Monólogo: Mirada.

Te veo. No te conozco, es primera vez que me encuentro contigo. Eres atractiva y lo sabes. Se nota en tu forma de caminar, en ese paso firme y seguro. Se nota en la manera en la que evitas el contacto visual, y no te culpo.

Mientras avanzas intento llamar tu atención, no con gestos, pero más bien con un anhelo. Te fulmino con la mirada, con el ceño un poco fruncido y semblante estoico, quiero que veas cuánto te tomo en serio.

Tal vez es tu instinto femenino, tal vez algo más te hace voltear levemente hacia el lado y nuestros ojos conectan. Por unos segundos puedo ver la guardia que rutinariamente llevas en alto. No despego la mirada de ti, a pesar de que a medida que te acercas me siento cada vez más tentado a apreciar tu figura, a desviar mi foco de atención a los encantos de tu cuerpo.

Pero hasta no ver tu respuesta, mantendré mi postura sólida y desafiante. Intento derribar tu vanidad, intrigar a tu ego o intimidar tu inseguridad. Te pongo a prueba, te reto, casi provocativamente. Todo depende de tu respuesta.

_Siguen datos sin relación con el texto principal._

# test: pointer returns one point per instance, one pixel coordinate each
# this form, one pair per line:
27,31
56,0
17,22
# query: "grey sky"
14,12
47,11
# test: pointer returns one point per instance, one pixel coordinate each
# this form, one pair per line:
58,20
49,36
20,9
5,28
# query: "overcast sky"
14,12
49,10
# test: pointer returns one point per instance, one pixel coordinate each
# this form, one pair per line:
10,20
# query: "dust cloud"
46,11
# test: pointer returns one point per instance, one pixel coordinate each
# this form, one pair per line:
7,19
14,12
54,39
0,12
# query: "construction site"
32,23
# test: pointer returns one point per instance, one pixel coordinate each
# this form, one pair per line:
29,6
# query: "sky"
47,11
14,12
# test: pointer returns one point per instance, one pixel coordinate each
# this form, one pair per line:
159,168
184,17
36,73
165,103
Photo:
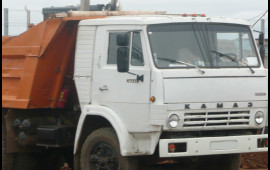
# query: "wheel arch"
95,117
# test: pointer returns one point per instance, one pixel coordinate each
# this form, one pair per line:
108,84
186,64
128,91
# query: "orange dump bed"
35,64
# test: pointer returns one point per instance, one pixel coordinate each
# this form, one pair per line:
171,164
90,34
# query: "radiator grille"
211,119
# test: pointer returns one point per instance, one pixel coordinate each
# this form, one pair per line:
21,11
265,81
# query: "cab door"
122,92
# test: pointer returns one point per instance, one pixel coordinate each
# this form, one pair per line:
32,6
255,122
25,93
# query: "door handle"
103,88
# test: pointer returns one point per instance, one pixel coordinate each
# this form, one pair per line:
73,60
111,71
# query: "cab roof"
159,19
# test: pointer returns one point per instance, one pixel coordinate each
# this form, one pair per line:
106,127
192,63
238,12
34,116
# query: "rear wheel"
101,151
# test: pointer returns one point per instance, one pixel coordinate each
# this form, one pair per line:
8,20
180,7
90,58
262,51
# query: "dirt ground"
255,161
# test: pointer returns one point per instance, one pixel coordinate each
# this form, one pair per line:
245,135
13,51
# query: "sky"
243,9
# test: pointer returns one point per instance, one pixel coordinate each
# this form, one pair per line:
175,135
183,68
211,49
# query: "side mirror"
261,39
123,39
262,53
123,59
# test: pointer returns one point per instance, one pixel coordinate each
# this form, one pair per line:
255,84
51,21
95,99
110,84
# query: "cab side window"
134,44
137,53
113,46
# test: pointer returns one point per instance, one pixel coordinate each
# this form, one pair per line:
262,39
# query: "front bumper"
213,145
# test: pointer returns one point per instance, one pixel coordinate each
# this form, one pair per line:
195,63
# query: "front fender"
125,139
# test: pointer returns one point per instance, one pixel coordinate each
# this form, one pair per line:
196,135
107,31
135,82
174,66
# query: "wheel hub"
103,157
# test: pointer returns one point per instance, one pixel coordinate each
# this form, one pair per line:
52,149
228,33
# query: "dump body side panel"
35,63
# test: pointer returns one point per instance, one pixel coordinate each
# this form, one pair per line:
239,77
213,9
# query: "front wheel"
221,162
101,151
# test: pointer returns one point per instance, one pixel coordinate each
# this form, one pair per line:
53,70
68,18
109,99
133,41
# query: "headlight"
259,117
173,121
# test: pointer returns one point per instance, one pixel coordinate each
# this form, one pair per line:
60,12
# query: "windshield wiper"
181,62
233,59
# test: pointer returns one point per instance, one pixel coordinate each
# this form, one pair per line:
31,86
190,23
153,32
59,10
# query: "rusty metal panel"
34,64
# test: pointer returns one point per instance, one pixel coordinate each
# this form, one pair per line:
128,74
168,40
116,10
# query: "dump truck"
120,88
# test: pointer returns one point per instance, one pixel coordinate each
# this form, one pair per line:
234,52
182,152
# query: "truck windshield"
194,44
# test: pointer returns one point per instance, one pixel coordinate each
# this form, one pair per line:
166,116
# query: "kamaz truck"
123,89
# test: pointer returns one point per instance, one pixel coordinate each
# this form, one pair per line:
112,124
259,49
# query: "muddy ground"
255,161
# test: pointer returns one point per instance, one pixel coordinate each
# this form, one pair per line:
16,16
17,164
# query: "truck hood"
190,86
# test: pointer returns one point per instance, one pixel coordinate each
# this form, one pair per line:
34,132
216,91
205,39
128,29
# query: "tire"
101,150
222,162
7,159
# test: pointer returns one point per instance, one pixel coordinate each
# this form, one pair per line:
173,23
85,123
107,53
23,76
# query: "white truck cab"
179,86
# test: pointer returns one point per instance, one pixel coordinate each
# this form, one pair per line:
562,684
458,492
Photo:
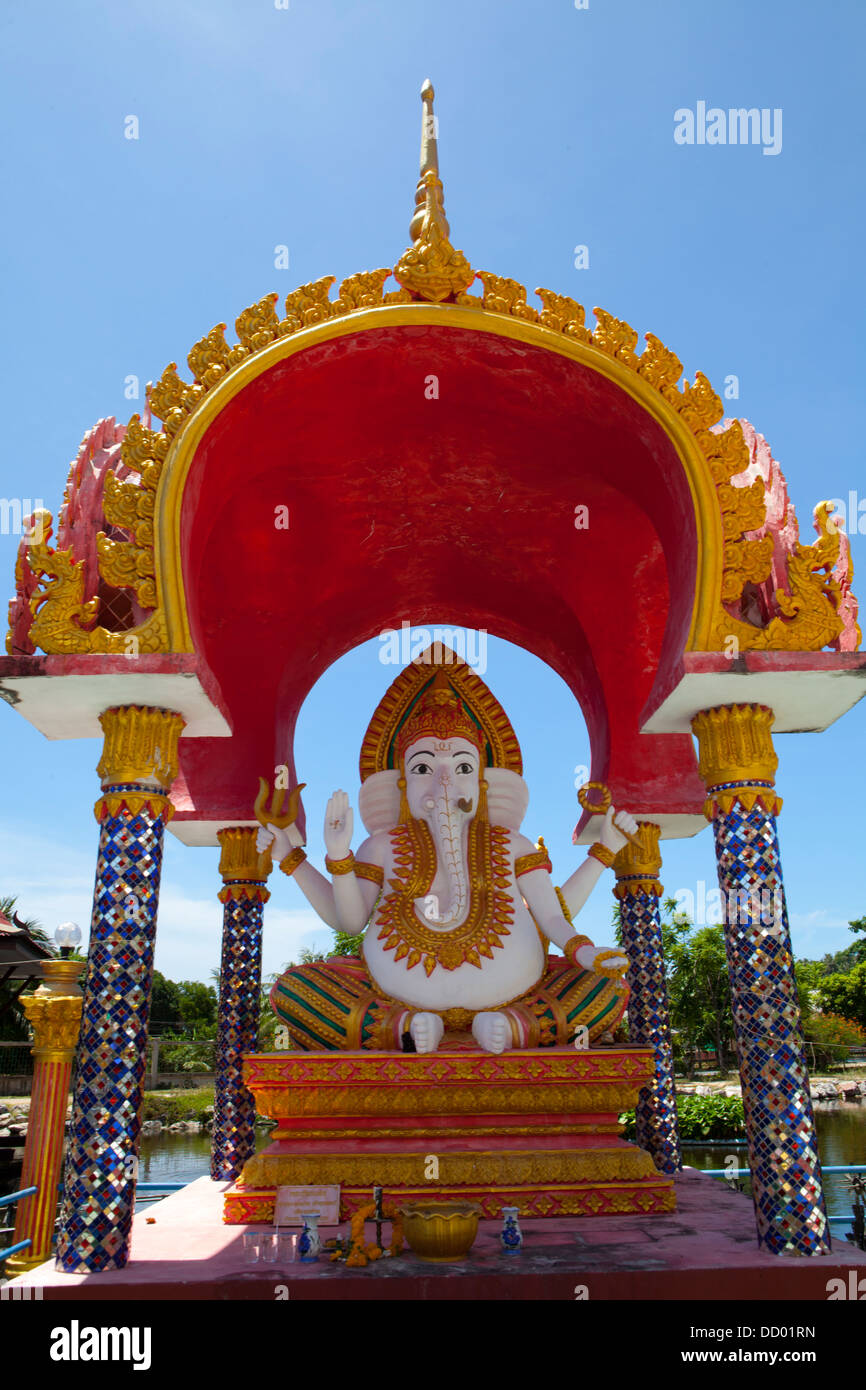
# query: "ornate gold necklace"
491,911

Muchas ni si quiera intentan leer más allá. Siguen caminando refugiadas en su, diría yo, bien justificada barrera.

Si al paso del segundo aún no desvías la mirada, entonces mantendré la ofensiva. Te regalaré una sonrisa, no es ninguna maravilla pero tampoco una burla, la verdad tú decides. Una vez te hayas enfrentado a mi, a este pequeño fragmento que se trasluce con mi sonrisa, solo entonces dejaré que me desprecies o me ignores todo lo que quieras, pues estás en tu legítimo derecho.

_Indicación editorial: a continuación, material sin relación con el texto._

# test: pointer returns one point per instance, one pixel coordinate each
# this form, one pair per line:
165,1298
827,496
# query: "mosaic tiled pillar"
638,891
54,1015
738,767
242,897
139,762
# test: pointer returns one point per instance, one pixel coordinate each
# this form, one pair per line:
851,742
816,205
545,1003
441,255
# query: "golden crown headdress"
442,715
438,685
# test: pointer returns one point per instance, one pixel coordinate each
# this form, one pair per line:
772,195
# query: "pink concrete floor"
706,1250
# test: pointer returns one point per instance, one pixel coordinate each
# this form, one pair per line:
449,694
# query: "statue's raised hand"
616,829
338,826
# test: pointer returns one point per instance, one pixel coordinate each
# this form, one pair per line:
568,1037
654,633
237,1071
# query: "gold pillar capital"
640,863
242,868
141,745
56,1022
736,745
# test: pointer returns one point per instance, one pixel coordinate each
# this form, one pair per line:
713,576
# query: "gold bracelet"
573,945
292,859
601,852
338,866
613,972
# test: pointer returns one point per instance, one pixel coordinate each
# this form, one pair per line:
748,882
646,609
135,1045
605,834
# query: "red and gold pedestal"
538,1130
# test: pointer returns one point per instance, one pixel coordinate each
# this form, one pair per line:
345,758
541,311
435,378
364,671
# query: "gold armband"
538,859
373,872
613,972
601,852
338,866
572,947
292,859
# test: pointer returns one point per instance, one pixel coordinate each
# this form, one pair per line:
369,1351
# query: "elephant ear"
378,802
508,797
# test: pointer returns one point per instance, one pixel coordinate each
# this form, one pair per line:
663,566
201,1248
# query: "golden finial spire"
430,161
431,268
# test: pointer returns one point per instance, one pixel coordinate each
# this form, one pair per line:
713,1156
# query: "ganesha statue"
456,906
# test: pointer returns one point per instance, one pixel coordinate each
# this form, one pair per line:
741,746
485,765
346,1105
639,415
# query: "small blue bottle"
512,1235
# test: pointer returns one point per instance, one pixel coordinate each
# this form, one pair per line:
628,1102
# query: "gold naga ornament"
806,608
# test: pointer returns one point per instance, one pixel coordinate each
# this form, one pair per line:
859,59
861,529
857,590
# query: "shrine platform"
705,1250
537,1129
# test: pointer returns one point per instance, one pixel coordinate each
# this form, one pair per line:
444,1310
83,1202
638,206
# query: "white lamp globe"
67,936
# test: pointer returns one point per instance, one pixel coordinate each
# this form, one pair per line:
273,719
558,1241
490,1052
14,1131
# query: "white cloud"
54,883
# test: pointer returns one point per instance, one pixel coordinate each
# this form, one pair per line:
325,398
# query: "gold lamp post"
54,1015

Sin embargo, si mi gesto baja tu guardia, entonces no dudes en exponer tu reacción, quiero con toda sinceridad conocerla. Devuélveme la sonrisa, levántame una ceja o ruborízate y escóndete, si quieres puedes hasta enfadarte, pero así como yo me expuse quiero ver una parte de tu ser que no se vea en la piel.

Entonces habremos tenido un momento más genuino que la asquerosa superficialidad con la que algunos intentan hacer el amor. Y no hay necesidad de llevarlo más allá, pues con este intercambio ya basta. Pero claro, la curiosidad puede ser difícil de saciar y si es así, bienvenida sea la eventualidad en la que decidimos hablar con el otro. Fuera de eso, espero que sigas tu camino con calma, pero ojalá un poco contagiada de alegría. Tal vez no te vea de nuevo, pero ten seguro que te recordaré.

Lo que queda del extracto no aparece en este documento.